Fears over shortages as supermarkets hit by ‘pingdemic’

Supermarkets apologised for empty shelves in stores yesterday amid warnings that the “pingdemic” was putting a strain on supply chains. Read more: Fears over shortages as supermarkets hit by ‘pingdemic’

Fears over shortages as supermarkets hit by ‘pingdemic’

Supermarkets apologised for empty shelves in stores yesterday amid warnings that the “pingdemic” was putting a strain on supply chains.

Tesco, Sainsbury’s and Waitrose all said they were facing problems, blaming factors including a growing number of staff and delivery drivers being forced to isolate after coming into contact with someone with Covid-19.

Andrew Opie, director of food and sustainability at the British Retail Consortium, which represents supermarkets, said: “The ongoing ‘pingdemic’ is putting increasing pressure on retailers’ ability to maintain opening hours and keep shelves stocked. Government needs to act fast.”

Ministers confirmed yesterday that supermarket workers were unlikely to be granted an exemption from isolating if they came into contact with someone who had the coronavirus. Downing Street said that a “very small” number of people in critical sectors such as energy and telecommunications would be allowed to take daily tests instead of isolating.

Up to a million people have been instructed to isolate including about 500,000 who have been pinged by the NHS Covid-19 app.

Pictures on social media showed empty shelves in certain supermarkets. Shoppers reported shortages of meat, bread, fruit and vegetables as well as lavatory paper.

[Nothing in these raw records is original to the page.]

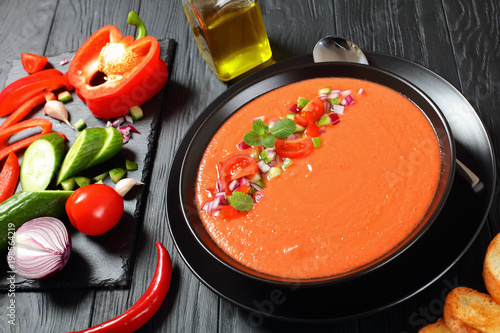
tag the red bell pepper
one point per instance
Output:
(133, 72)
(21, 90)
(9, 177)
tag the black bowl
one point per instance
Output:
(248, 89)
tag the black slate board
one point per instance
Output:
(101, 261)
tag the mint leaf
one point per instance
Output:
(283, 128)
(267, 140)
(241, 201)
(259, 127)
(252, 139)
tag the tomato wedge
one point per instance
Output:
(236, 167)
(313, 110)
(294, 148)
(33, 63)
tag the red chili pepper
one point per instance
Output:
(149, 303)
(21, 90)
(9, 177)
(133, 69)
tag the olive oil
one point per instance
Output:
(230, 35)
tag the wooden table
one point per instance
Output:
(457, 39)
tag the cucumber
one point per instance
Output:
(117, 174)
(41, 161)
(112, 145)
(24, 206)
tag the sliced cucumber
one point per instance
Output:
(85, 148)
(82, 181)
(41, 162)
(117, 174)
(112, 145)
(24, 206)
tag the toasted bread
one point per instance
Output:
(467, 310)
(438, 327)
(491, 269)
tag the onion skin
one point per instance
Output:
(41, 248)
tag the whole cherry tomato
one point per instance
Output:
(94, 209)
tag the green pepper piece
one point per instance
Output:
(134, 19)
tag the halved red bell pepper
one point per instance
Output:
(132, 68)
(21, 90)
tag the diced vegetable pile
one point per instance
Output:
(269, 149)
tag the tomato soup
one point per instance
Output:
(343, 205)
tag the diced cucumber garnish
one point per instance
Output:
(274, 172)
(117, 174)
(130, 165)
(317, 142)
(65, 97)
(325, 91)
(68, 184)
(80, 125)
(301, 102)
(81, 181)
(136, 113)
(324, 121)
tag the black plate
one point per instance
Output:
(459, 222)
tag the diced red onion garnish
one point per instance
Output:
(339, 109)
(234, 184)
(242, 145)
(258, 196)
(345, 93)
(263, 167)
(257, 187)
(294, 109)
(41, 248)
(349, 100)
(334, 117)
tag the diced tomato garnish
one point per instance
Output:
(312, 130)
(228, 212)
(294, 148)
(236, 167)
(313, 110)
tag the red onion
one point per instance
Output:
(41, 248)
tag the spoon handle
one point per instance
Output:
(473, 180)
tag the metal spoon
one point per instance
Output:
(334, 48)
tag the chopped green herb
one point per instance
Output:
(241, 201)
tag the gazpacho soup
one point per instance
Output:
(318, 178)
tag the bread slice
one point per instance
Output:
(467, 310)
(438, 327)
(491, 269)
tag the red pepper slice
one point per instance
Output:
(149, 303)
(33, 63)
(21, 90)
(9, 177)
(134, 72)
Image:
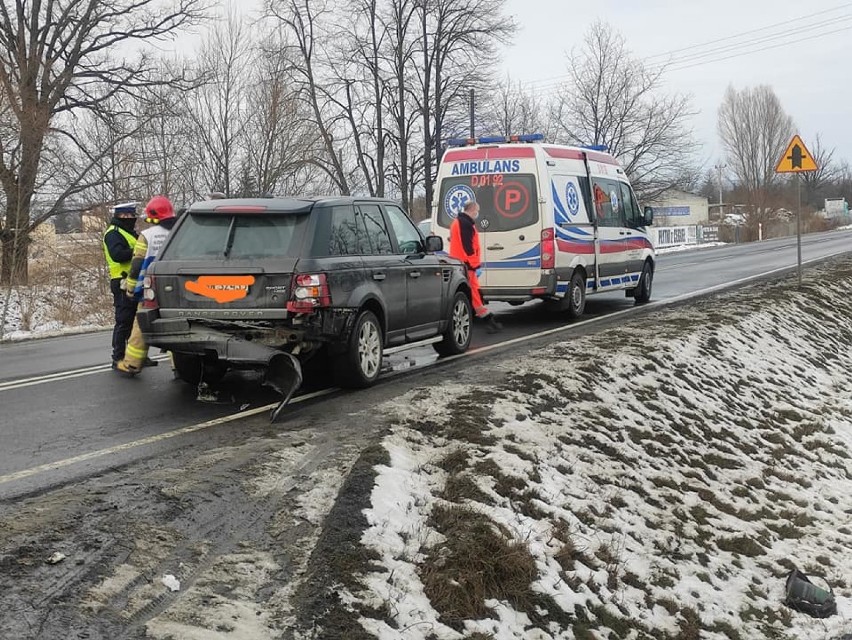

Yesterday Waitrose put up notices in some of its stores apologising for the “limited choice” because of “nationwide supply issues”. Tesco told customers it was “working hard to resolve” issues with its supply chain. A spokeswoman for Sainsbury’s acknowledged that there was “patchy availability in some stores of some products”.

Iceland confirmed that in the next few days it would begin drafting in a further 2,000 people to fill temporary roles across its shops. The retailer has been forced to reduce opening hours this week because of staff absences.

Nick Allen, chief executive of the British Meats Processors Association, said that “something is going to crack” if workers at food production plants continue to have to isolate.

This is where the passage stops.